Lais is an Evaluation Analyst who has been at Cathexis since 2019. She is our resident quantitative data expert who loves using Excel and SPSS to make meaning out of complex data. She applies user-friendly approaches to communicate findings and embeds a social justice lens in her evaluation work.
Prior to joining our team, Lais worked in the Brazilian justice sector. We recently talked with Lais about her experiences as an immigrant and her journey from law into evaluation.
1. How did you get into law?
From a young age, I dreamed of working on something that would make a difference. That’s why I went to law school and stayed in the field for over seven years. I was able to have different experiences, from working as a criminal defense lawyer in white collar crime cases to being a legal analyst in homicide cases at the Brazilian Court of Appeals.

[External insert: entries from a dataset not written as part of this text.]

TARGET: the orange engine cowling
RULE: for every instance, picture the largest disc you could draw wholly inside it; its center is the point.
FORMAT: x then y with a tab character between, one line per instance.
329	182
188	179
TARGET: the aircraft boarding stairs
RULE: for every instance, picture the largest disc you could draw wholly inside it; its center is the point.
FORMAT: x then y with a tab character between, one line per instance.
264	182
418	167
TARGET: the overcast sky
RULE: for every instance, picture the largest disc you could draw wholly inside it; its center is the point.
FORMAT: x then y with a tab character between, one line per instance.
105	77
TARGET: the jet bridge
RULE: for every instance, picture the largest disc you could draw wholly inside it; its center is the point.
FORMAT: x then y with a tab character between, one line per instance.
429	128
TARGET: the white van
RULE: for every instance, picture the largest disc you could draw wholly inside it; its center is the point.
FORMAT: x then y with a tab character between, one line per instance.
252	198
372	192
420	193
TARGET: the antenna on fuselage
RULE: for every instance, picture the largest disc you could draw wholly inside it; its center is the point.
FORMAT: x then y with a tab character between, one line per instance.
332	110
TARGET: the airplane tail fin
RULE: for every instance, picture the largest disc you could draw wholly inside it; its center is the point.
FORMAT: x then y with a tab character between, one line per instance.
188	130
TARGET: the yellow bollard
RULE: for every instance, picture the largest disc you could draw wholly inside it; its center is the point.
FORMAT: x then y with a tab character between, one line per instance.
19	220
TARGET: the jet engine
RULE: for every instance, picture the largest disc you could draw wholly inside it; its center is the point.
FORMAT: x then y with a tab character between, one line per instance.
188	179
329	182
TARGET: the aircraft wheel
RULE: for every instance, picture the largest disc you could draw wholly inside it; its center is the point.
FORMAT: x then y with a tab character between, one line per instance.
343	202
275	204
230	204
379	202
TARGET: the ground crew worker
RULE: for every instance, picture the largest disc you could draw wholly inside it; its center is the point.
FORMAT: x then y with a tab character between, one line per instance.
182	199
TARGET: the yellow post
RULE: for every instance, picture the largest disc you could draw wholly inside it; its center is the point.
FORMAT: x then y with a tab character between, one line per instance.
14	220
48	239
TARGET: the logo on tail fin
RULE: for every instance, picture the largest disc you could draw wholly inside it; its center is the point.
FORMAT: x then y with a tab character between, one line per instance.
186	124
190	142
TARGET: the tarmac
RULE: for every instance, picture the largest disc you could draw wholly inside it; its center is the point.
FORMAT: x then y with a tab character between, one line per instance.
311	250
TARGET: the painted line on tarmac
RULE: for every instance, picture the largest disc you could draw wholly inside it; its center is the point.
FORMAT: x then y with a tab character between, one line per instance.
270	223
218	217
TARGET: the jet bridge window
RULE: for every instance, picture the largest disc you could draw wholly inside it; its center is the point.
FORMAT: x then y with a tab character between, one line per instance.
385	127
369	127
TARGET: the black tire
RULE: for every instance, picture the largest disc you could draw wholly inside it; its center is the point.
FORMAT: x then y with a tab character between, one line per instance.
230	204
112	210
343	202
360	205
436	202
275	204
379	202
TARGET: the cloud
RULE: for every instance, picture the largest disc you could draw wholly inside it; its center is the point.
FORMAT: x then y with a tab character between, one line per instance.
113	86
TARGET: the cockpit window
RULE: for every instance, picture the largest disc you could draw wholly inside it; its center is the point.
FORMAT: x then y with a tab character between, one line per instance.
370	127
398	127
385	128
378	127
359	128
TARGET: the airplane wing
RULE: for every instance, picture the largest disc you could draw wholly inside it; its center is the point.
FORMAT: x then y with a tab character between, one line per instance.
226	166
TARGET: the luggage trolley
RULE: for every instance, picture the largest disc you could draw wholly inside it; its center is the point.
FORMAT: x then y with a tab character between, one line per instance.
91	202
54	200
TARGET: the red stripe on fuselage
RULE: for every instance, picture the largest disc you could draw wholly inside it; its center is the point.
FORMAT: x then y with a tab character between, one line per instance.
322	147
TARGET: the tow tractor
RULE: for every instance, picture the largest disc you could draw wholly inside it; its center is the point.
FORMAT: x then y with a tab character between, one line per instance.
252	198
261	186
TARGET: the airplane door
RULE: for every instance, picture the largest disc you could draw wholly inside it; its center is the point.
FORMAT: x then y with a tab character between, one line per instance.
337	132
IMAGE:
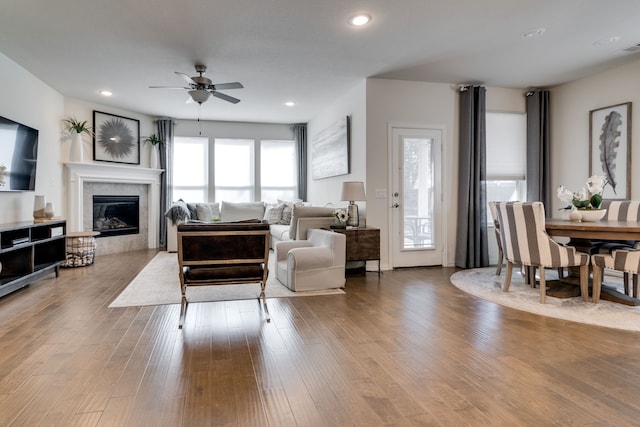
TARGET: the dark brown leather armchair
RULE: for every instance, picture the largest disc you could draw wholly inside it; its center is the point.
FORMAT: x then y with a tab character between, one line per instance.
222	254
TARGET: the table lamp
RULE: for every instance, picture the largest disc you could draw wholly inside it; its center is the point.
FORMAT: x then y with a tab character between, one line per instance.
353	191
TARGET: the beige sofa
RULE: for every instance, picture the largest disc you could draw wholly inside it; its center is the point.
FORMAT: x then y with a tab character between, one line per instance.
291	224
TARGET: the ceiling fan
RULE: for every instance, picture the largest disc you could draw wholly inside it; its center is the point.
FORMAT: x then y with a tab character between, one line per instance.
201	88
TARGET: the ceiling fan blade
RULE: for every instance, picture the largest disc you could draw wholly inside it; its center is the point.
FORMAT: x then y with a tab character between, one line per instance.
186	78
225	97
226	86
168	87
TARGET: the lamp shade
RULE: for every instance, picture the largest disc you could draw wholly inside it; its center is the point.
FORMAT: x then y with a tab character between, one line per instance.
200	95
353	191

I felt that my work was meaningful, but missed having freedom and creativity in my day-to-day work. It was around this time that my husband and I started thinking about moving to Canada.
2. What made you decide to move to Canada?

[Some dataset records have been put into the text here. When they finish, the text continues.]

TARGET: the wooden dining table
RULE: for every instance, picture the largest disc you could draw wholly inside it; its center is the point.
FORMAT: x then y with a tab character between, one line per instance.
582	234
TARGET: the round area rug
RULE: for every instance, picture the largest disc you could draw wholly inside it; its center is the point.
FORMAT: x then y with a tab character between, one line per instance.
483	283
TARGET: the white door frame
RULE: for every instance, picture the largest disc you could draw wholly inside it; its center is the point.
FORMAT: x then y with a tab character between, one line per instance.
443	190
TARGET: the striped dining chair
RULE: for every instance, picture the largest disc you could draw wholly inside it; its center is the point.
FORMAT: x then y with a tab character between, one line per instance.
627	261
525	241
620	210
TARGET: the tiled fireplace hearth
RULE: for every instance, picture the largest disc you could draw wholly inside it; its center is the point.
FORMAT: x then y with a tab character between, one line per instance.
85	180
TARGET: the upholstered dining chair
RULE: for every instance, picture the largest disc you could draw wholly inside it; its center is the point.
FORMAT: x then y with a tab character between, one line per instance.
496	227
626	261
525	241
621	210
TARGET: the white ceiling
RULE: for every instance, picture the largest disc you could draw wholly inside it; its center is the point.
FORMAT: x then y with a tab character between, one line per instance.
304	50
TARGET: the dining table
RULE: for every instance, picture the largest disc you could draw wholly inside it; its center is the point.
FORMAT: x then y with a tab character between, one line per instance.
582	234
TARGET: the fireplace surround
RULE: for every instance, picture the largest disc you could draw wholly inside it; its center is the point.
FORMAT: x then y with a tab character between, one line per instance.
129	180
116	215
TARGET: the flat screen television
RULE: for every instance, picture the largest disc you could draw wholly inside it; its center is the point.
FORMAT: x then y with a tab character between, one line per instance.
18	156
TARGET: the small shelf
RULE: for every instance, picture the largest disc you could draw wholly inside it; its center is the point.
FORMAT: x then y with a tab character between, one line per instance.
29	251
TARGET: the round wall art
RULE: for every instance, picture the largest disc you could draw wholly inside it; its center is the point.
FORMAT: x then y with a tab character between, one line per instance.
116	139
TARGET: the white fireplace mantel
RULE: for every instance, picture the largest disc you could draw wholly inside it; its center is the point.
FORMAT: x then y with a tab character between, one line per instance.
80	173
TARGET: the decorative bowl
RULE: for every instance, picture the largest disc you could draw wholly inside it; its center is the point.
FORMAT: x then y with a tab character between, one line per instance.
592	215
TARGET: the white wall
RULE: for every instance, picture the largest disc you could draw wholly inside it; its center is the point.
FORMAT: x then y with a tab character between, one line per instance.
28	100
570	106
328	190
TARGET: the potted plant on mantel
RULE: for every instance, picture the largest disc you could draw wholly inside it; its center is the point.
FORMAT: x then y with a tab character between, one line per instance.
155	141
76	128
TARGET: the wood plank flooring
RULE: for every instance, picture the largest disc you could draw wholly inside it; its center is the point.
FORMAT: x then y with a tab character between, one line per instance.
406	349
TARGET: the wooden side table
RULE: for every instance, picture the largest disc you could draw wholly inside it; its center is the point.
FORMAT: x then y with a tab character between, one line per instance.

It was primarily about the quality of life. In Canada, you can be outside enjoying nature without being afraid for your safety. There is more opportunity and stability. It’s also a fairer society than Brazil, which is rife with inequity. If you’re privileged as a Canadian, it has a very different meaning being privileged in Brazil, which is just being part of the middle class.
3. Why did you get into evaluation?
When we arrived in Canada, I did a Master’s degree in criminology at U of T. I originally wanted to stay in academia, but I realized that wasn’t a good fit for me. I was drawn to evaluation because I could mix my research skills with purpose-driven work in a dynamic work environment. Working at Cathexis helped me realize that evaluation was the right fit for me. I immediately connected with our approach of conducting evaluations that are useful, creative, and meaningful for our clients.

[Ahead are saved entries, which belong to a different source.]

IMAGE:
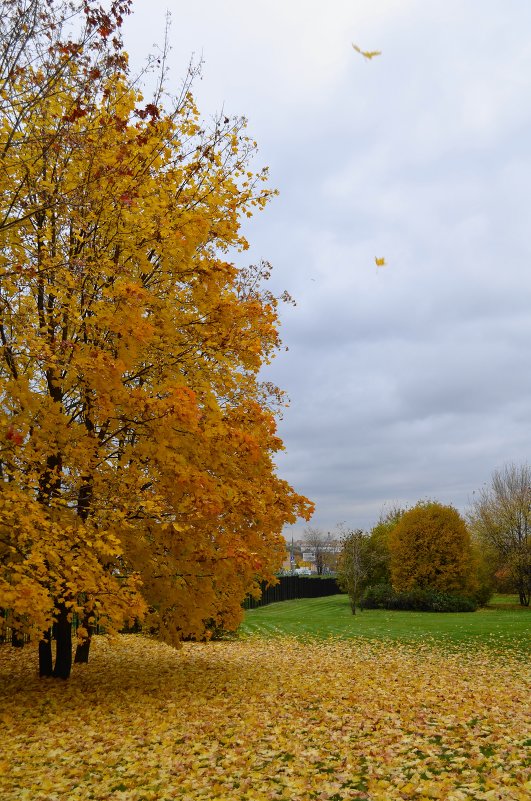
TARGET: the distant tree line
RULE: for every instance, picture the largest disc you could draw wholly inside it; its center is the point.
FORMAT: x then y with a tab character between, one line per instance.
429	557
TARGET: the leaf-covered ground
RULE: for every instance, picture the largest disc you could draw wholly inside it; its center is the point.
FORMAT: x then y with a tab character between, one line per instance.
258	719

4. What challenges do you face as a newcomer working in Canada?
It’s not easy to uproot your life and go somewhere completely different. My husband and I often joke that it feels like we’re living Life 2.0! But I feel very privileged that my biggest challenge as a newcomer in the Canadian workforce was building my confidence.
Language is where this shows up the most. I remember internalizing a lesson from an ESL course that advised us to think carefully about what to say before speaking since it’s hard to think on your feet when you’re learning English. That was helpful for a while. But then it became a barrier because I wouldn’t share my thoughts and wasn’t spontaneous. Being in a supportive work environment helped me realize that this idea was no longer serving me. I learned that I should speak up, even if sometimes I ramble a little. Nothing should stop me from having a voice.
5. What advice do you have for newcomers to Canada?
Play to your strengths. I focused on quantitative analysis and data visualization not only because I was passionate about them, but because I knew that English wouldn’t be a barrier. Also, try to remember that you have a unique experience and find what will work best for you. There isn’t one immigrant story.
6. What’s one piece of wisdom that you’ll never forget?
Let things go when they no longer work for you. This could be a piece of wisdom, a belief, or really anything else. For me, that was putting aside the narrative that as a newcomer you should be grateful to have any opportunity and giving myself permission to pursue the career I wanted.